Diante das possibilidades entorpecentes da tradição literária universal
acondicionada em frascos, os ansiosos usuários discutem o preço caríssimo de Nabókov, as qualidades de Kharms
("com ele, tudo cai bem"), o baixo-astral causado por Górki
("uma merda"), o barato dado por Faulkner e a relação custo-benefício de Chólokhov, Soljenítsin e Platónov, até se decidirem por uma sugestão do vendedor. A
bola da vez é ninguém menos do que Fiódor Dostoiévski, cuja ingestão transfigurará a experiência dos
personagens, retirando-os daquele não-lugar e
catapultando-os para um cenário arquirrusso, uma das
cenas de escândalo quintessenciais de Dostoiévski: a passagem profundamente teatral de O idiota em que eles, agora encarnados
em Gânia, Nastácia Filípovna,
Rogójin e demais
personagens, travarão a sua disputa pecuniário-metafísica em torno de
cem mil rublos e uma lareira. Depois da reencenação
(intensificada) daquela passagem capital do romance russo sobrevém uma bad trip
monumental, que novamente problematiza as relações entre o texto de 1869 e o
contemporâneo. O leitor, nesse processo, é convidado a tecer aproximações e
divergências entre as propostas de Dostoiévski e de Sorókin. E se o Cristo reaparecesse na Rússia do século
XIX? À pergunta fundamental de O idiota,
o matreiro Sorókin parece apor: e se Dostoiévski reaparecesse na Rússia de 1997, ano de
publicação dessa peça viajante?
Uma Rússia em que diversos elementos do pós-modernismo são antropofagizados, confundindo-se, inevitavelmente, com o
pós-sovietismo (e com o conceito do pós-dramático, como observa, no instigante
ensaio do posfácio, a tradutora Arlete Cavaliere). Percebe-se também a marca da
"Tchernukha", a estética barra-pesada de inspiração
cinematográfica em voga quando da criação de Dostoiévski-trip e com a qual Sorókin dialoga, neste e em outros textos (além de romances
e contos, ele é autor de mais de uma dezena de peças e roteiros de cinema).

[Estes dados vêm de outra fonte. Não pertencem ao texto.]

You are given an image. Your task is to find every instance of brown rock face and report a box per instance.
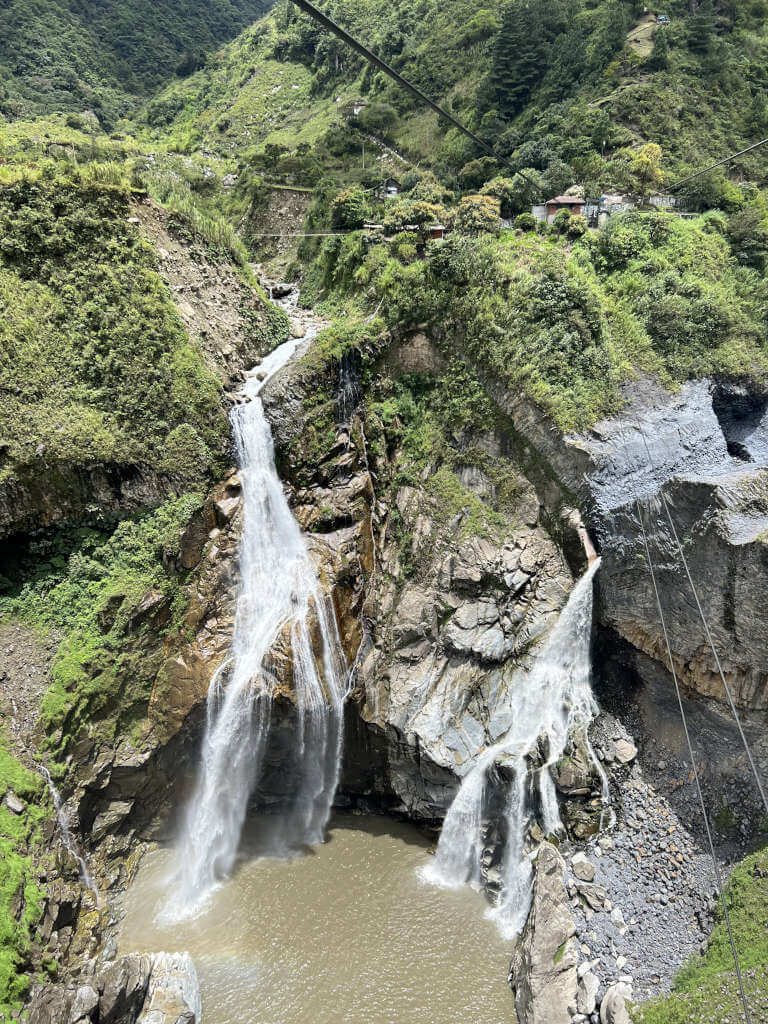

Cenas de bandidagem, prostituição, alcoolismo, violência, sexo e drogas - o
lado "negro" da perestroika e o gangsterismo da era Iéltsin representados por meio de
bofetadas verbais, pela violência da linguagem sempre latente na literatura
russa e sempre abafada pela necessidade de contornar, no czarismo e em tempos
soviéticos, censuras políticas e morais.
Longe, porém, de ser um mero jogo de cena chocante, Dostoiévski-trip
é um texto literário e dramático complexo, e desempenha um papel importante na
empreitada artística do autor. Em artigos e
entrevistas, Sorókin tem apontado as
possibilidades bastante contraditórias contidas na analogia arte/droga.
Uma dessas intervenções na imprensa, aliás, intitula-se "O texto como
narcótico", publicada lá se vão mais de vinte anos. É, portanto, um projeto
crítico permanente, de feitio radical e sofisticado, que reavalia o papel da intelligentsia e do seu rebento
predileto - a literatura russa - nos tempos atuais. "Sou um viciado em
literatura, que nem você, mas eu ainda consigo produzir as drogas, coisa que
nem todo mundo consegue", afirmou Sorókin em uma
entrevista de 2004.
Ótima oportunidade para que o leitor brasileiro aprofunde o seu conhecimento da literatura russa contemporânea,
por intermédio de um dos seus melhores expoentes.